Meu casamento foi impressionante. Festa, outra mulher, maravilhosa, que gostava de mim em
cada detalhe. Mesmo nos mais fúteis, era um amor incondicionavelmente imbecil. Era que
nem a Fátima, mas mais intenso. Eu sabia que arrancaria tudo dela se a deixasse excitada,
louca. Dei a ela um fruto, maldito, que nunca liguei.

Nem esbocei nenhuma reação quando a encontraram morta junto com meu filho. Era um
espetáculo, que não pude rir para não despertar suspeitas de que era eu. Nem mostrar uma
carta que recebi dois dias antes, quando tínhamos nos divorciado e eu tinha deixado a eles
uma pensão grande e uma casa longe de tudo e todos.

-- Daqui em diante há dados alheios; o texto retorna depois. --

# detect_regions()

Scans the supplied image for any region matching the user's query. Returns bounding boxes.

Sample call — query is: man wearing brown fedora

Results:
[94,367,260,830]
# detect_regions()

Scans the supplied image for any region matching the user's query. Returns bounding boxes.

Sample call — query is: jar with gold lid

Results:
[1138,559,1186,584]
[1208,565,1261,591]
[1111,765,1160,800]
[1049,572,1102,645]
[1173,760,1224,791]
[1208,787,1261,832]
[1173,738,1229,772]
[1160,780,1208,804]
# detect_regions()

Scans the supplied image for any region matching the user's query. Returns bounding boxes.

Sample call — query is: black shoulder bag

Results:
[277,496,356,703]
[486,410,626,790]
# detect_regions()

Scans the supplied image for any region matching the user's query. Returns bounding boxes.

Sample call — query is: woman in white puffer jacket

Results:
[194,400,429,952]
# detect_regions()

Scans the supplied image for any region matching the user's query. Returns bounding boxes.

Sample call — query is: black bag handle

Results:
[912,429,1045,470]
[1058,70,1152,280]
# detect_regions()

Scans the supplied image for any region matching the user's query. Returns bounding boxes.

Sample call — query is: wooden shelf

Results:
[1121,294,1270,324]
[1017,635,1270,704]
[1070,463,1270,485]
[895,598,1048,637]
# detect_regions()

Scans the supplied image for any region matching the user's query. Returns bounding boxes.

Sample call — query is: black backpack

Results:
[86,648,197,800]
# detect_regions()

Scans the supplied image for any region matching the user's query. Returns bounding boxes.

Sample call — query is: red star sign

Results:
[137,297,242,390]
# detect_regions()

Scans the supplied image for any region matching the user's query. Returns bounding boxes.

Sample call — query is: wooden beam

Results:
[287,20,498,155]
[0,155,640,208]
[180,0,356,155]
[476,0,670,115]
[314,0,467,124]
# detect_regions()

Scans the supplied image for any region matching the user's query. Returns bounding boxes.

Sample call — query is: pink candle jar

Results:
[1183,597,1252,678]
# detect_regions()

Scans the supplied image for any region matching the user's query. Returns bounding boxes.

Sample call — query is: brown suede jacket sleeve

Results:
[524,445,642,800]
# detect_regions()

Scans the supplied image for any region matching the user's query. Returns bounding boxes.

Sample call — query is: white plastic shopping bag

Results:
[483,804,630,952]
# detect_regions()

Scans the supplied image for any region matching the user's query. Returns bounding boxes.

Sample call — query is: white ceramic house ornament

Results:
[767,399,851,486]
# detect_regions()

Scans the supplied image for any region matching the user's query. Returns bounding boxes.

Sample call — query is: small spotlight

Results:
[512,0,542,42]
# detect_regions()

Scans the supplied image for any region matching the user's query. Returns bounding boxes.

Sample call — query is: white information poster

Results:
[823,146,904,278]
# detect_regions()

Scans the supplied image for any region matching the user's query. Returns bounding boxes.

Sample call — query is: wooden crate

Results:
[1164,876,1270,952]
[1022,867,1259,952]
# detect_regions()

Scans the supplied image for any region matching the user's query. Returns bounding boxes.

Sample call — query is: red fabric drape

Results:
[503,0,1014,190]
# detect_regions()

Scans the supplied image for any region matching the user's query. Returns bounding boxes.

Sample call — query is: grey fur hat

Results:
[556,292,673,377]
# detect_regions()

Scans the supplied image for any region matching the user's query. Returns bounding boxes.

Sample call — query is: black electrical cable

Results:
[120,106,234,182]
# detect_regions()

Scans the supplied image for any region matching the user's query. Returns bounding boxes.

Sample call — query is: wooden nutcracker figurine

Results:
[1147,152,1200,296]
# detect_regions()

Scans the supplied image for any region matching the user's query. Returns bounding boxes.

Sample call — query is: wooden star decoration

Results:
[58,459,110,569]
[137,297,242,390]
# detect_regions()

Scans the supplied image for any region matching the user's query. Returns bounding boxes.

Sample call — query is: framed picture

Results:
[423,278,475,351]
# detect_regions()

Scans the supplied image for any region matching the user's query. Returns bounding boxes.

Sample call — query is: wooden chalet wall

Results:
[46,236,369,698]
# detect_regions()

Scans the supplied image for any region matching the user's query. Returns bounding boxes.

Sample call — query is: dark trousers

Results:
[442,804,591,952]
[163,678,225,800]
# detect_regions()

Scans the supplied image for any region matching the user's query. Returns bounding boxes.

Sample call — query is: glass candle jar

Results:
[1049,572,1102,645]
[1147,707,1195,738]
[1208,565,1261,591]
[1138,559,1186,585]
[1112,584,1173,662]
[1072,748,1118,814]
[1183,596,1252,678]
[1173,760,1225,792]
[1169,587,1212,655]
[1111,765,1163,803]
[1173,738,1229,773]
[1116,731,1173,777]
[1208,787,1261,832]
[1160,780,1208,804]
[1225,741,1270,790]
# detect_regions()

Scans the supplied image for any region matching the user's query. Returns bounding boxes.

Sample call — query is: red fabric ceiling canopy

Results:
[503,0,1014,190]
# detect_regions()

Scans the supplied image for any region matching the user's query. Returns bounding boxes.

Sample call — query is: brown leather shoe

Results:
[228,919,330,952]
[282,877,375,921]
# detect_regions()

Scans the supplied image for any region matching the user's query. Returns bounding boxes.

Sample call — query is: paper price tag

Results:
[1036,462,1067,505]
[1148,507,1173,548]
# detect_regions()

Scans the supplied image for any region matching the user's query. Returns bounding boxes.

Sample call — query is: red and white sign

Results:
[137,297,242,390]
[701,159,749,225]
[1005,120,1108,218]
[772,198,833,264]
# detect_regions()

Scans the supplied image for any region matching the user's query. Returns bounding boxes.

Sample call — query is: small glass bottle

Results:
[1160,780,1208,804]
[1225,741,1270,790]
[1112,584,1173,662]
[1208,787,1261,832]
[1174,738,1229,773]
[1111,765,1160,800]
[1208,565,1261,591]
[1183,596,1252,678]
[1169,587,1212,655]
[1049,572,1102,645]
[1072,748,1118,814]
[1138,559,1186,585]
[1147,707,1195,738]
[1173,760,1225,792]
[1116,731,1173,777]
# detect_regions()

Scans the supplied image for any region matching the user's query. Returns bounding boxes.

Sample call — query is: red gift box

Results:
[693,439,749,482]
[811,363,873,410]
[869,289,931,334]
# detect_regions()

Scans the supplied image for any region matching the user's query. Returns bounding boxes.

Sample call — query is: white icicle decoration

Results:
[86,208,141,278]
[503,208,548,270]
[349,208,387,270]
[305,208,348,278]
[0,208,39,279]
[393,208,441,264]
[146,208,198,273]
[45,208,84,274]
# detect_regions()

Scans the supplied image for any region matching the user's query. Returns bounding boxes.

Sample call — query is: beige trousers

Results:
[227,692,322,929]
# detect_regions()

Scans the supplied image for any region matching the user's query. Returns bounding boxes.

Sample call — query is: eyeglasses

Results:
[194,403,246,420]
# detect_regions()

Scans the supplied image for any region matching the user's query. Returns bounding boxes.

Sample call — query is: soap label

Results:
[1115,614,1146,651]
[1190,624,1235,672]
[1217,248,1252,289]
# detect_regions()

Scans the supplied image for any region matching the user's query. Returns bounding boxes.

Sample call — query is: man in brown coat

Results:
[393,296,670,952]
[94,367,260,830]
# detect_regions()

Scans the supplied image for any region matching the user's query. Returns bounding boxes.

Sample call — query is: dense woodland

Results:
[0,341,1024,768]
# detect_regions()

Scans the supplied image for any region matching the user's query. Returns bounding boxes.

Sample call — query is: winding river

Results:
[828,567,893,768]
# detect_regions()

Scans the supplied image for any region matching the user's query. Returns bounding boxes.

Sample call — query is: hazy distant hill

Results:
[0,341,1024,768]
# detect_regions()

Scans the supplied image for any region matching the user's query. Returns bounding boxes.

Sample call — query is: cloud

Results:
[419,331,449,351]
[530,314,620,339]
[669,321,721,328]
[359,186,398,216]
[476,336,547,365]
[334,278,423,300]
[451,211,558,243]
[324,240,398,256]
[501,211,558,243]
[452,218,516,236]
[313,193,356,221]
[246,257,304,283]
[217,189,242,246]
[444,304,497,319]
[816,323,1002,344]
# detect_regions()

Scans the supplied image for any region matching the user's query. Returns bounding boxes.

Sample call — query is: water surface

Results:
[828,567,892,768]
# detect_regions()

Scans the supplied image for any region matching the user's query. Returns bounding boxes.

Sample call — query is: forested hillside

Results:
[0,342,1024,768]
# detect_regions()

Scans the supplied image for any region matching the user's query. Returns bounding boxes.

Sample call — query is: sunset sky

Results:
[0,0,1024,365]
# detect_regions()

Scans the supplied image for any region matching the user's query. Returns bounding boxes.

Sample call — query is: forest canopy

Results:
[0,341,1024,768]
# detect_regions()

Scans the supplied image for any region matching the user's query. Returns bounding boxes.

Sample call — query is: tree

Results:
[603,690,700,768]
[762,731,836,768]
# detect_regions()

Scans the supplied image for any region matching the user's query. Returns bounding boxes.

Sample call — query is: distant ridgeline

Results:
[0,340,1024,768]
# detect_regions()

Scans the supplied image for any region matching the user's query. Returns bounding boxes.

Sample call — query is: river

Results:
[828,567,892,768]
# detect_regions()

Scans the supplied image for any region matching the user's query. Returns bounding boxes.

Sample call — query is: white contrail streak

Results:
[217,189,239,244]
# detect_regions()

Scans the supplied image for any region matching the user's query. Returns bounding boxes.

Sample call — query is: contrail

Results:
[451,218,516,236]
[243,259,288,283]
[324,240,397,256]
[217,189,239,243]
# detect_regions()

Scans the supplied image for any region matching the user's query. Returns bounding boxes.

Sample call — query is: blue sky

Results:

— Mas senhor, o que isso tudo quer dizer?


— Onde quero chegar?
— Sim, porque não entendi nada até agora.
— Isso se chama “como criar um monstro”. Dê a um animal inteligência o bastante para saber
como comandar seus atos. Depois o deixe ver como comanda os atos dos outros. Ensine-lhe a
ser fútil. E com isso você tem um monstro novo em folha. Sim, fui eu quem sabia do pai de
Fátima e não fiz nada, por querer ver o final de tudo. Eu quem despedaçou o casamento de
minha mãe. Que plantei a semente dá mágoa na minha mulher, essa cresceu e comeu aos
dois. E também eu, que colocou cicuta nesse chá, para dar um fim nisso tudo. Para sempre.